Czy był dobrym ministrem obrony? Z pewnością tak. Stworzył Obronę Terytorialną, wstrzymał realizację przetargu na Caracale, za jego kadencji odbył się w Warszawie szczyt NATO, przybyły do nas wojska amerykańskie. Już za to samo należą mu się słowa uznania. Przede wszystkim jednak potrafił budować w powszechnej opinii szacunek do sił zbrojnych. Nawet już po dymisji przekazanie ministerstwa jego następcy miało niezwykle podniosły charakter.
Dla sporej grupy ludzi wspierających PiS ostatnie zmiany w rządzie wydają się na tyle enigmatyczne i mało uzasadnione, że wywołują normalny niepokój czy cały czas mają do czynienia z tą sama siłą, którą wspierali w wyborach prezydenckich i parlamentarnych. Zakończona mocnym akcentem rekonstrukcja rządu wywołuje słynne mieszane uczucia.
Mówi się, że to mamy rząd Mateusza Morawieckiego, ale wygląda na to, że mamy rząd prezydenta Andrzeja Dudy. Zwycięstwo pana prezydenta w starciu z Antonim Macierewiczem jest jednak pozorne. Jeśli tak spokojny człowiek jak Paweł Piekarczyk deklaruje, że odeśle panu prezydentowi Krzyż Kawalerski Polonia Restituta, który otrzymał za upamiętnianie w swoich pieśniach Żołnierzy Wyklętych, to znaczy, że się wydarzyło coś poważnego. Coś, co będzie miało trudne do ocenienia ad hoc reperkusje.

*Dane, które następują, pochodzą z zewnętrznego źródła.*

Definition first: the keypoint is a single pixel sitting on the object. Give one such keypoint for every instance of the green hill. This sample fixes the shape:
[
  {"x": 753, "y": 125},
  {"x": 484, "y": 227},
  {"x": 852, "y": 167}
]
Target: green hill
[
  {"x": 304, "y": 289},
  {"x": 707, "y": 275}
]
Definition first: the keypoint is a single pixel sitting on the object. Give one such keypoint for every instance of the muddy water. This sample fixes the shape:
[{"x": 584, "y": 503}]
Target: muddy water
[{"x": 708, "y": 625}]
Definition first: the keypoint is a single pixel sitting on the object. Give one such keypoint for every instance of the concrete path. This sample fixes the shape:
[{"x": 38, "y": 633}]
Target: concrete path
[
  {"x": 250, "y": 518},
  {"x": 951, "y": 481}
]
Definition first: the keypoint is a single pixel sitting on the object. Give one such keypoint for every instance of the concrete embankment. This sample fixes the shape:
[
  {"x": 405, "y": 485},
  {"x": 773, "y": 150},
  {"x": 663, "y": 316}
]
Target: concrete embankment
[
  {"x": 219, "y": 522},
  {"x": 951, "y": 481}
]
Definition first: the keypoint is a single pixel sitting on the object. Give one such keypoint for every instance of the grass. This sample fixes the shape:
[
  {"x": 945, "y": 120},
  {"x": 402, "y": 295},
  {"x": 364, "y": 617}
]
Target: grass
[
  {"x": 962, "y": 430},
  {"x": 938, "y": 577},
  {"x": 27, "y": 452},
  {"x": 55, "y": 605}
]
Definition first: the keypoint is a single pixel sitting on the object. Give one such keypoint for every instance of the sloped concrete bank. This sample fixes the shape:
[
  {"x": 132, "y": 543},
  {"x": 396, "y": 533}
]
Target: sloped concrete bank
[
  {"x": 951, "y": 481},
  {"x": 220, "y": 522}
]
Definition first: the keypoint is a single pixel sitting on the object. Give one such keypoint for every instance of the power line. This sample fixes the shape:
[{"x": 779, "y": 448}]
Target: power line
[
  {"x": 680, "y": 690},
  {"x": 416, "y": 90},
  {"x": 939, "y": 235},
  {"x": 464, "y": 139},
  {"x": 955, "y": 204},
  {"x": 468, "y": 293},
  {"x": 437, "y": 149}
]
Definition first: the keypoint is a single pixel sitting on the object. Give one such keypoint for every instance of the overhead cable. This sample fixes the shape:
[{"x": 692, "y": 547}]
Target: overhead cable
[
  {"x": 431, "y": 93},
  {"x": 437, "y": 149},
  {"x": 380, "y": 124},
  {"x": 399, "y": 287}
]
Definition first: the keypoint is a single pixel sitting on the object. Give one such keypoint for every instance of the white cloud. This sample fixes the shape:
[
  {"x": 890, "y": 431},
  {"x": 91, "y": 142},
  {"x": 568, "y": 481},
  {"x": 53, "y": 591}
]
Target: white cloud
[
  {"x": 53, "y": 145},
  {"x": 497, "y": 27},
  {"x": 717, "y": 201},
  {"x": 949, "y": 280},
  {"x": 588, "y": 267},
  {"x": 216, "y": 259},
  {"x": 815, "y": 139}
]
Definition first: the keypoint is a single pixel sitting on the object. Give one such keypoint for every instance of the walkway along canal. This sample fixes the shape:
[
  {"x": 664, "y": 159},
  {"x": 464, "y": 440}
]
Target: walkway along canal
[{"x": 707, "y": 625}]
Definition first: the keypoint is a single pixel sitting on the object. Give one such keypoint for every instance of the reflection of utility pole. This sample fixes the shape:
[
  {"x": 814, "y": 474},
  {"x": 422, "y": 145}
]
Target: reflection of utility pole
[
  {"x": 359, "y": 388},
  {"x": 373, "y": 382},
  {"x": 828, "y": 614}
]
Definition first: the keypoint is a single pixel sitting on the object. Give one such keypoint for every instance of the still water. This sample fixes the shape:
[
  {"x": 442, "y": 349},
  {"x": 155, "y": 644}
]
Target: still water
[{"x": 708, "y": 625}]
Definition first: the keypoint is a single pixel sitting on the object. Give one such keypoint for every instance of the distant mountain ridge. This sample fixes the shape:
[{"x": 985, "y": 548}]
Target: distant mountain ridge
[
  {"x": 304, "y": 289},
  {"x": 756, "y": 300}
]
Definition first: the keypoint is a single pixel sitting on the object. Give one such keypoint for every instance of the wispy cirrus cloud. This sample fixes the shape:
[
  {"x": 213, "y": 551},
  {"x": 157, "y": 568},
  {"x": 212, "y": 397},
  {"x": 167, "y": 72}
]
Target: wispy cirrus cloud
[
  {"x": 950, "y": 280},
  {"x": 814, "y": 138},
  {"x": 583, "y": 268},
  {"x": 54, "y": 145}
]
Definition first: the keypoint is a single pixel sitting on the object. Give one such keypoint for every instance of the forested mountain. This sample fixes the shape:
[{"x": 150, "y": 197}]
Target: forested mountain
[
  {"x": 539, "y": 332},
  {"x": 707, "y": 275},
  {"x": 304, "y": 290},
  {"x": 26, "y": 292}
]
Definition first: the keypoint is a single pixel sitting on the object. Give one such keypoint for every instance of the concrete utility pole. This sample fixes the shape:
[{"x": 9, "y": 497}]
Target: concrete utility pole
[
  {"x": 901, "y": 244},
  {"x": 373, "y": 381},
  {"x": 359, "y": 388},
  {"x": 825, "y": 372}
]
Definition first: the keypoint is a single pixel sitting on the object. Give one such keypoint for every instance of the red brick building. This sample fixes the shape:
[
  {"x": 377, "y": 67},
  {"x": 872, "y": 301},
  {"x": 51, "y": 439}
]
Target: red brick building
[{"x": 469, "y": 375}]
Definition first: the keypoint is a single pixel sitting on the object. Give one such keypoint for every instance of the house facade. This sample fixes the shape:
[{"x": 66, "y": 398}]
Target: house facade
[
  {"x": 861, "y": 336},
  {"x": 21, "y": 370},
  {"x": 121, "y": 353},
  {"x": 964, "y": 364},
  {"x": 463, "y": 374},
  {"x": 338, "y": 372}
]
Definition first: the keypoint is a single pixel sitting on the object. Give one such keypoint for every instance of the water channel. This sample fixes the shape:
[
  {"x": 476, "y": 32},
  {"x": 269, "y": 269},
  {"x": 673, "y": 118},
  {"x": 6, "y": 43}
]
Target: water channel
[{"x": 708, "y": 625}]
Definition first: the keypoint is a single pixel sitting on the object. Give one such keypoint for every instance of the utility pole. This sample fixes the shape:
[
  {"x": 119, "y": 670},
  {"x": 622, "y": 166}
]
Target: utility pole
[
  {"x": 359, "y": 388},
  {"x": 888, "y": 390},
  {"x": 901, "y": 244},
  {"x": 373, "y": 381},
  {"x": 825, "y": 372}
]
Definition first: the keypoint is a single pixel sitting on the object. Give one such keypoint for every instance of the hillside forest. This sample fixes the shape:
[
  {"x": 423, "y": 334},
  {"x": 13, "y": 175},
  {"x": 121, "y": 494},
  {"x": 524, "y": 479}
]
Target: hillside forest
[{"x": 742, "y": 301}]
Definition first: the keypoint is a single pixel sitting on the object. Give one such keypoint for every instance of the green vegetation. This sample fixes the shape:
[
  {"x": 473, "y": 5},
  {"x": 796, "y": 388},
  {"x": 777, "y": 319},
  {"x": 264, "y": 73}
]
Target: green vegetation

W znamienitej większości elektorat PiS stanowią ludzie przywiązani do idei wolnej Polski. Ludzie, którzy zaufali Jarosławowi Kaczyńskiemu jako przywódcy siły gotowej do ostatecznego rozprawienia się z podstępną III RP rujnującą od lat państwo. Dla nich nawet najlepszy technokratyczny gabinet stworzony z tzw. fachowców może być zupełnie niereprezentatywny. W biało-czerwonej drużynie wolą ludzi wartości. Jarosława Kaczyńskiego nie było dzisiaj w pałacu prezydenckim podczas powołania nowego rządu. Trudno jednak przypuszczać, by zmiany na tak wysokim szczeblu nie miały jego akceptacji.
Najgorsze jest to, że wiarę w dobrą zmianę, zastępują zyskujące na popularności teorie spiskowe, a one nie służą w żadnej mierze budowaniu zaufania do urzędujących polityków.
Smuci, że to co nie udało się opozycji, czyli podzielenie wyborców prawicy, może udać się decydentom PiS serwującym nam karkołomne i niezrozumiałe dryfy tego okrętu, o którym mówił premier Mateusz Morawiecki.
Byle byśmy tylko nie skończyli na mieliźnie jak to nie raz się naszej pawicy zdarzało.